W ostatnich tygodniach ciężko było rozgryźć pomysł „Bonesa” na swój kolejny pojedynek. Mistrz wagi półciężkiej początkowo deklarował, że chce konfrontacji w klatce z Błachowiczem. Potem przez chwilę rozważał rewanż z Dominickiem Reyesem. A niedawno pojawiły się plotki, że chciałby zawalczyć Francisem Ngannou przenosząc się do wagi ciężkiej. Co Jones potwierdził w jednym z ostatnich wpisów na Twitterze. Do takiej walki jednak nie dojdzie, co ponownie daje zielone światło na starcie Amerykanina z Polakiem.

– Miałem czas, by o tym pomyśleć i jestem już mniej emocjonalny. Jest mi smutno, że UFC nie widzi wartości w mojej walce z najstraszniejszym zawodnikiem wagi ciężkiej na świecie. Jan, wydaje mi się, że jesteś następny – napisał Jones.

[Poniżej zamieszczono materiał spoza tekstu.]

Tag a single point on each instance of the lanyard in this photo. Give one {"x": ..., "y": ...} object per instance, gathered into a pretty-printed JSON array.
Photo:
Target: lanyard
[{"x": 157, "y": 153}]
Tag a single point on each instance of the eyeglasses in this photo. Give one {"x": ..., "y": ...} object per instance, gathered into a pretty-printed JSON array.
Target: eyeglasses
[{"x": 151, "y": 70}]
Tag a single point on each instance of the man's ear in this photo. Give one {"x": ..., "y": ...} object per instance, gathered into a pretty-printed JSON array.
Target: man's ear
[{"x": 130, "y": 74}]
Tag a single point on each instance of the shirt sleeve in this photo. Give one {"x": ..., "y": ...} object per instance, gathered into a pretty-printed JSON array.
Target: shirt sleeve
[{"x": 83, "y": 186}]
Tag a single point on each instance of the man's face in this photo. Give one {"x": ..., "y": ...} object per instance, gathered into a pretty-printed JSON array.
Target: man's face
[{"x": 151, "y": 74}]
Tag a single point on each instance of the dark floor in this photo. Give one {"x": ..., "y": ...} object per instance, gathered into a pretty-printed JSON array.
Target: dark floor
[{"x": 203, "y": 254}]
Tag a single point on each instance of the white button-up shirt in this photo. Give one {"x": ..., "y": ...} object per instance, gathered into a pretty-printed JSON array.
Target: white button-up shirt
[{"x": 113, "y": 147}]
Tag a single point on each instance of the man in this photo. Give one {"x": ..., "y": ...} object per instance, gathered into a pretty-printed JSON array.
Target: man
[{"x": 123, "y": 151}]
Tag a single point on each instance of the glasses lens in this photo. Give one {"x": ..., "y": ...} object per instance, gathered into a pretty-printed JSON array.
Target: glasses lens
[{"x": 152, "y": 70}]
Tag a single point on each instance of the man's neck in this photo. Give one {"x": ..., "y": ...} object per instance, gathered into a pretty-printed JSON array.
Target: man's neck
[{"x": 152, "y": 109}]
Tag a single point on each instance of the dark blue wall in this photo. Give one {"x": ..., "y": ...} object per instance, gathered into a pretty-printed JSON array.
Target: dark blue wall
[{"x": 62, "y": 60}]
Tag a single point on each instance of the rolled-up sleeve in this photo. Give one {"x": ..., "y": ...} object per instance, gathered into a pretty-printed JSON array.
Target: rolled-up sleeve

Szybko przyszła riposta ze strony „Cieszyńskiego Książę”.

– Najpierw próbujesz ukryć się w więzieniu, a potem chcesz zmienić kategorię wagową. Naprawdę robisz wszystko, co możesz, aby uniknąć swojego przeznaczenia, ale nie ma miejsca na ukrycie Jonny. Oto Jan – odpisał Polak.

Błachowicz podkreślał w wielu wywiadach, że UFC zapewniło go iż jest w następny w kolejce do walki o mistrzostwo wagi półciężkiej. Dlatego też Polak nie odpuszcza i czeka na swoją okazję do walki z Jonesem.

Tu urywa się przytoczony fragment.